Lo trovai supino. Il ventre dilaniato da una scheggia grande quanto una mano.
<< Ishem >>, gridai.
Ma lui non aveva più la forza di rispondermi, né di tossire il sangue che gli saliva dai polmoni squarciati.
<< Ishem >>, dissi.
E mi inginocchiai - o forse caddi - al suo fianco. Gli alzai piano la testa. Per cullarlo, consolarlo. Come fosse un bambino.
<< Ishem >>, sussurrai. Yeled [bambino].
E lui mi guardò. Non so se mi vide, ma mia fu l'ultima scintilla di quegli occhi splendidi di giaietto. Mio fu l'ultimo battito delle sua ciglia lunghe come trame notturne.
<< Ishem >>, pensai.
E lo baciai.
Baciai quelle labbra rosse, dolci del suo sangue e amare delle mie lacrime.
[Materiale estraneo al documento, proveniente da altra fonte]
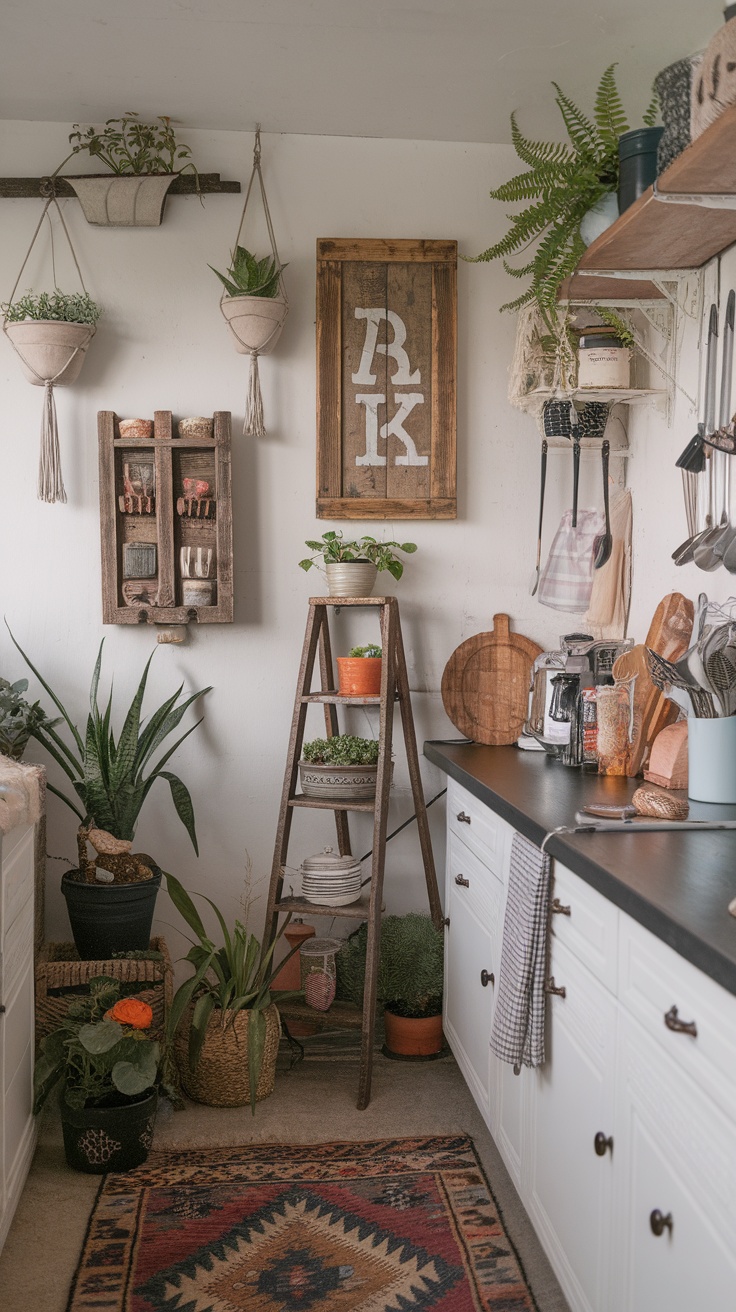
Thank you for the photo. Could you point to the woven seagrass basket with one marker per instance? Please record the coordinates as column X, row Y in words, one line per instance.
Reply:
column 61, row 978
column 221, row 1077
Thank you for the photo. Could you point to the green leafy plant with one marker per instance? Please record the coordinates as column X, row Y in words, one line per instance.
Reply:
column 101, row 1051
column 251, row 277
column 19, row 719
column 341, row 749
column 333, row 550
column 127, row 146
column 409, row 970
column 562, row 181
column 371, row 651
column 66, row 307
column 227, row 979
column 112, row 778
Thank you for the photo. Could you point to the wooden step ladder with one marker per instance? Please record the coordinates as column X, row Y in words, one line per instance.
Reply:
column 394, row 688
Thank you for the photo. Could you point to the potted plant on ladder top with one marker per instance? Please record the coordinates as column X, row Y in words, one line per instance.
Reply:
column 255, row 302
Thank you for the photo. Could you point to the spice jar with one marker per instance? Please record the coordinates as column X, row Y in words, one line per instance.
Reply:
column 602, row 361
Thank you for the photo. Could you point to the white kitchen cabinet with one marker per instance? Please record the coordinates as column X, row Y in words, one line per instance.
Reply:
column 17, row 1131
column 571, row 1123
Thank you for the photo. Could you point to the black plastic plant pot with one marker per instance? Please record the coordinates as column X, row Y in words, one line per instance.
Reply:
column 108, row 919
column 638, row 163
column 101, row 1139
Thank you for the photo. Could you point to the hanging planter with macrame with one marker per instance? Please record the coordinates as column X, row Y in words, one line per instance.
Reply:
column 50, row 333
column 255, row 302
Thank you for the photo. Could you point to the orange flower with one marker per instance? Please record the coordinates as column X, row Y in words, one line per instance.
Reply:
column 131, row 1010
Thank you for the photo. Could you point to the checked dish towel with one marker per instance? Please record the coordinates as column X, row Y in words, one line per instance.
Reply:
column 517, row 1034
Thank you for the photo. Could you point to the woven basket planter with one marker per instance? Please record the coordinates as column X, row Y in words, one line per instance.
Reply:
column 123, row 202
column 221, row 1079
column 61, row 976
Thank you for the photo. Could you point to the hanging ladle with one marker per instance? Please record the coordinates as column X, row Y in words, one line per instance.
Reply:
column 602, row 546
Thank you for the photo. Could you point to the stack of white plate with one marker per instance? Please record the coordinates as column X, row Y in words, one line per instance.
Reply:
column 329, row 879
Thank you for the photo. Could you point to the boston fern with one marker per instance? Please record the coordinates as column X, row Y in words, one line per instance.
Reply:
column 112, row 778
column 563, row 181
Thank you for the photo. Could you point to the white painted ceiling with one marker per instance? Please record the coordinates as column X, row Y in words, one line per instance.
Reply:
column 444, row 70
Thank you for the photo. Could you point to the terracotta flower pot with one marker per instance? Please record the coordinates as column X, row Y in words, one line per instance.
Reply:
column 135, row 201
column 412, row 1037
column 255, row 322
column 50, row 349
column 358, row 676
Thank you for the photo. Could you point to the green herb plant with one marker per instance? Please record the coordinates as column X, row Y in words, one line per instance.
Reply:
column 409, row 968
column 101, row 1062
column 112, row 778
column 64, row 307
column 371, row 651
column 335, row 550
column 19, row 719
column 127, row 146
column 341, row 749
column 227, row 979
column 251, row 277
column 562, row 181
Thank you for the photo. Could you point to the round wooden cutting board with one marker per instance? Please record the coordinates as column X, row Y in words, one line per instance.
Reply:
column 486, row 684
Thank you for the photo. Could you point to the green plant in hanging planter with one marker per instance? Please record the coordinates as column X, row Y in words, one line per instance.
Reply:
column 251, row 277
column 51, row 306
column 562, row 183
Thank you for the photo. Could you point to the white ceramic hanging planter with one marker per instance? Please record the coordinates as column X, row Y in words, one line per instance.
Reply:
column 123, row 202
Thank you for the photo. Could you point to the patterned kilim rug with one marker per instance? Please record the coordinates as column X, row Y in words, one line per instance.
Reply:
column 396, row 1226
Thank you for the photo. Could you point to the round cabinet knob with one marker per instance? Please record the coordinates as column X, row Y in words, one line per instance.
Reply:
column 659, row 1222
column 602, row 1144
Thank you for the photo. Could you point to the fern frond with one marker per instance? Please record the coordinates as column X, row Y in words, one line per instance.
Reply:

Baciai il sapore arido del Golan, la cui polvere fine ci copriva come un sudario.
Baciai ciò che era stato Ishem. E ciò che non era più.

Poi arrivarono gli altri: i fanti drusi, Anna, Yael e Irina. Il mio equipaggio.
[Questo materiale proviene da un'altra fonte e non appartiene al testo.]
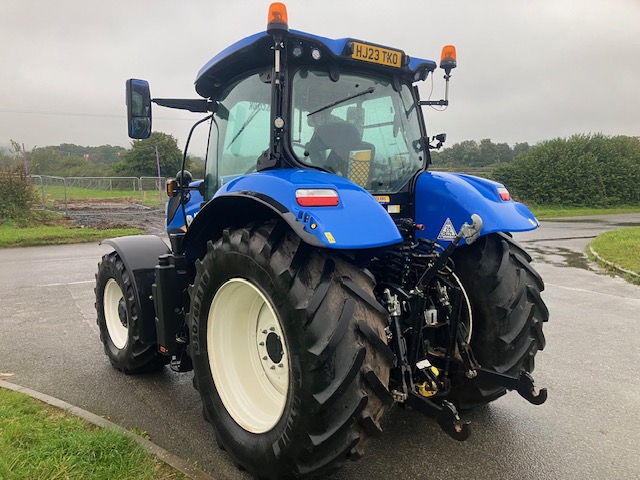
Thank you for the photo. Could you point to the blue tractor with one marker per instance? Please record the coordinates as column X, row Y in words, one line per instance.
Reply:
column 320, row 273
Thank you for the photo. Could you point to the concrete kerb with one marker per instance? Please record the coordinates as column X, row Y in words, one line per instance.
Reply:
column 613, row 265
column 169, row 458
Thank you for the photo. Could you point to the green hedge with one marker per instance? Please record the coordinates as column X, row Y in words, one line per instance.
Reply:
column 582, row 170
column 17, row 196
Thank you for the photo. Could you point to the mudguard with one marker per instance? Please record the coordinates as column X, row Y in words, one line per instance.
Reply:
column 140, row 254
column 445, row 201
column 357, row 222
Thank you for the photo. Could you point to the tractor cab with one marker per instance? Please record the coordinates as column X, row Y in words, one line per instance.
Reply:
column 289, row 99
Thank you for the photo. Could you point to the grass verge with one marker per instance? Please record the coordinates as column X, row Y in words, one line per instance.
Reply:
column 52, row 229
column 620, row 247
column 545, row 212
column 39, row 441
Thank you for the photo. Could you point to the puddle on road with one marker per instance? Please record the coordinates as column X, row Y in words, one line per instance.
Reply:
column 560, row 256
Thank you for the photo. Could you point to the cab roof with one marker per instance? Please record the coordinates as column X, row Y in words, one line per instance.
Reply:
column 255, row 52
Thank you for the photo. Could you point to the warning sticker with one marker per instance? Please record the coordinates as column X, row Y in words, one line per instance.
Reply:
column 329, row 237
column 448, row 231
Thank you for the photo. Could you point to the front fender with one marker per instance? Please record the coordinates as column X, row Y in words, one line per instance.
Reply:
column 357, row 222
column 140, row 256
column 445, row 201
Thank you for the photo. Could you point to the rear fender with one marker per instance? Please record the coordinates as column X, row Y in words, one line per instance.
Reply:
column 445, row 201
column 357, row 222
column 140, row 257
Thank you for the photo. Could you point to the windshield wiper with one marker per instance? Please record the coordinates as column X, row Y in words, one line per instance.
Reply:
column 338, row 102
column 251, row 117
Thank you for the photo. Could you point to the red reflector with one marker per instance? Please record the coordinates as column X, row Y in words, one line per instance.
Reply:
column 504, row 194
column 317, row 197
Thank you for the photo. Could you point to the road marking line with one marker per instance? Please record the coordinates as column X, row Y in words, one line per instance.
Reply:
column 591, row 291
column 65, row 284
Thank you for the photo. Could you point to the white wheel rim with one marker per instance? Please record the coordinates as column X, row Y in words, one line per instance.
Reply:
column 111, row 302
column 248, row 356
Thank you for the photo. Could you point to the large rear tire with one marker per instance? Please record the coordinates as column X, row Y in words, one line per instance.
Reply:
column 508, row 313
column 118, row 313
column 289, row 352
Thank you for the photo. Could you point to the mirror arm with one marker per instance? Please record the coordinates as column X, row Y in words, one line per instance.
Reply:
column 197, row 106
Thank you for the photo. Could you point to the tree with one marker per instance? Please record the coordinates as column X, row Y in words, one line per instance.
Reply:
column 140, row 160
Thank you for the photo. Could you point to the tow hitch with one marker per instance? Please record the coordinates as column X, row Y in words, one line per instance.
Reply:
column 446, row 416
column 523, row 384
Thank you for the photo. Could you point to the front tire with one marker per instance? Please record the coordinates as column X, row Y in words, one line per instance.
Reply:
column 287, row 343
column 118, row 313
column 508, row 314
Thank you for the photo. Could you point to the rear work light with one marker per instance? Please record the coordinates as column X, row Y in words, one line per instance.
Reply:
column 317, row 197
column 504, row 194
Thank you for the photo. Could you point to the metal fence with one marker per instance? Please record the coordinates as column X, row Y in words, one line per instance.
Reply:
column 79, row 193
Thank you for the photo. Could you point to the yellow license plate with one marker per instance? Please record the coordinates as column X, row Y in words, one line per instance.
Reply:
column 374, row 54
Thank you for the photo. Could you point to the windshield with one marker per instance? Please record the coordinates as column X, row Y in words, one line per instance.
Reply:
column 357, row 127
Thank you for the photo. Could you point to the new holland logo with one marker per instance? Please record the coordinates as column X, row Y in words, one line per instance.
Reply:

Ricostruimmo. Probabilmente Ishem aveva calpestato un ordigno inesploso della guerra del Kippur, che proprio in quest'area, nel '73, aveva visto immolarsi la nostra hativat - la 7a -, la 188a barak (un po' più a sud) e almeno 5 divisioni siriane.
Di chi era l'ordigno? Nostro? Siriano? Non aveva senso domandarselo, così restò un mistero.

Sono passati anni, ormai. Del rabat Ishem Dalouf restano solo il ricordo e un pendaglio d'argento: una mano di Fatima con un turchese piccolo piccolo.
Io li porto entrambi, anche quando faccio l'amore.